Wednesday, September 23, 20207:00 am - 8:00 am
Data for Good seminars address societal challenges and bring humanistic perspectives to science and technology.
Peter Frazier, Associate Professor, School of Operations Research and Information Engineering, Cornell University
September 23, 2020 (11:00 AM – 12:00 PM ET) – Online Event WATCH RECORDING
DSI Financial and Business Analytics Center
Reopening Cornell During the COVID-19 Pandemic Abstract: Colleges and universities around the world faced gut-wrenching decisions this summer: whether to reopen for the fall semester and how to control COVID-19 in campus populations if they did. Data science was a fundamental part of these decisions at Cornell. First, models developed by Cornell’s COVID-19 Mathematical Modeling Team were used to design the testing interventions that are a cornerstone of Cornell’s COVID-19 control strategy: targeted asymptomatic screening that tests all undergraduates twice per week and an adaptive testing program that goes beyond traditional contact tracing to test the full social circle of positive cases. Second, these same models were the basis for Cornell’s decision to reopen for a residential fall semester. They showed that reopening with aggressive mandatory testing was surprisingly less risky than virtual instruction. Data suggested that thousands of students would return to Ithaca whether residential instruction was offered or not, and a weaker ability to enforce mandatory testing for these students risked being unable to control clusters in that population. This talk will give intuition for the main factors that influence outcomes and appropriate test designs, explain practical tools and approaches that supported this work, and articulate the main uncertainties and challenges we confronted.

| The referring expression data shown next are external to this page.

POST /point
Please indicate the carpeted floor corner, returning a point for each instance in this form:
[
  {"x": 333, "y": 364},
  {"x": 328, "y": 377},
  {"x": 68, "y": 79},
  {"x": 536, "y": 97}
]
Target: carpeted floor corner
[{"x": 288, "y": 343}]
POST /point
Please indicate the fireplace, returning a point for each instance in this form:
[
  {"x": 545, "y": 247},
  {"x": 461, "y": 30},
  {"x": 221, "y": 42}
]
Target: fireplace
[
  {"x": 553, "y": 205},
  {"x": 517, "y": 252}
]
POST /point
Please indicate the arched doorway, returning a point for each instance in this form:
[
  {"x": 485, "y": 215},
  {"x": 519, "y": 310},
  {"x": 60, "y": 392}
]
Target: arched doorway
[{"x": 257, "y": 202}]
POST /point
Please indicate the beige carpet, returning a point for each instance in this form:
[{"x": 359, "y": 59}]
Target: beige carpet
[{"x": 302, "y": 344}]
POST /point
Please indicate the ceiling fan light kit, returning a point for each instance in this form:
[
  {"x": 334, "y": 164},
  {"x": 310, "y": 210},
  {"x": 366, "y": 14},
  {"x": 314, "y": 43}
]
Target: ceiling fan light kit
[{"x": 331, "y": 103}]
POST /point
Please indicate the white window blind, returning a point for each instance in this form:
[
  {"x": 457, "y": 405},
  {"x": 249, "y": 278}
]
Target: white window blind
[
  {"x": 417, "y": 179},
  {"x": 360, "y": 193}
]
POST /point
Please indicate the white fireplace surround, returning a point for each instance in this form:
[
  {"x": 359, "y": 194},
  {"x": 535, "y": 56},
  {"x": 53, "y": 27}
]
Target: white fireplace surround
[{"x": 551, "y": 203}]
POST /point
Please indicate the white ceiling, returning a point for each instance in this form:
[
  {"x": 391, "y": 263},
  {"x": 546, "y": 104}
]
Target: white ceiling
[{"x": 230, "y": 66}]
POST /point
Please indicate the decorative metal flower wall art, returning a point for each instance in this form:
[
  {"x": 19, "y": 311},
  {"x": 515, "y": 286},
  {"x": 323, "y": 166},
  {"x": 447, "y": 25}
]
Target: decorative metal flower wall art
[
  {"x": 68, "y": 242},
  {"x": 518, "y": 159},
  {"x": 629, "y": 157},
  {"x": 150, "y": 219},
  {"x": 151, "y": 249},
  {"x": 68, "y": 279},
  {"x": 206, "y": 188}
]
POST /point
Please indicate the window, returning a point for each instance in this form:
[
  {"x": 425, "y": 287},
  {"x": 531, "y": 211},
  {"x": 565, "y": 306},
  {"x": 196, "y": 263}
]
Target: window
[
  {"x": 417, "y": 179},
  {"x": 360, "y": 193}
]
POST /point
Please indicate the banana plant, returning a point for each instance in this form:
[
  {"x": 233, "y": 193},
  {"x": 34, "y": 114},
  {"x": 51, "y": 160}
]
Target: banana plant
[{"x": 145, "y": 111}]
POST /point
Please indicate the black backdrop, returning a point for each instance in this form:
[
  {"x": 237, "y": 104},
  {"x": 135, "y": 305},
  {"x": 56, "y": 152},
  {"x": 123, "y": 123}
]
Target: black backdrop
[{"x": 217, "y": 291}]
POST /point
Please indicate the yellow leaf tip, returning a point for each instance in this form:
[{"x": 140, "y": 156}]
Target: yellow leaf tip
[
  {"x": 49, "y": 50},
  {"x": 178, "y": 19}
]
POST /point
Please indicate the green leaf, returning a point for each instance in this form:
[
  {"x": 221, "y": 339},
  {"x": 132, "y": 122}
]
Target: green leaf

This is joint work with the other members of the Cornell COVID-19 Modeling Team: Massey Cashore, Ning Duan, Alyf Janmohamed, Jiayue Wan, Yujia Zhang, Shane Henderson, and David Shmoys.
Bio: Peter Frazier is an Associate Professor in Cornell ORIE and a Staff Data Scientist at Uber. He received a Ph.D. in Operations Research and Financial Engineering from Princeton University in 2009. Since spring 2020, he has led Cornell’s COVID-19 Mathematical Modeling Team. His academic research during more ordinary times is on the optimal collection of information, including Bayesian optimization, incentive design for social learning and multi-armed bandits, with applications in applications in e-commerce, the sharing economy and materials design. At Uber, he managed UberPool’s data science group and currently helps to design Uber’s pricing and incentive systems.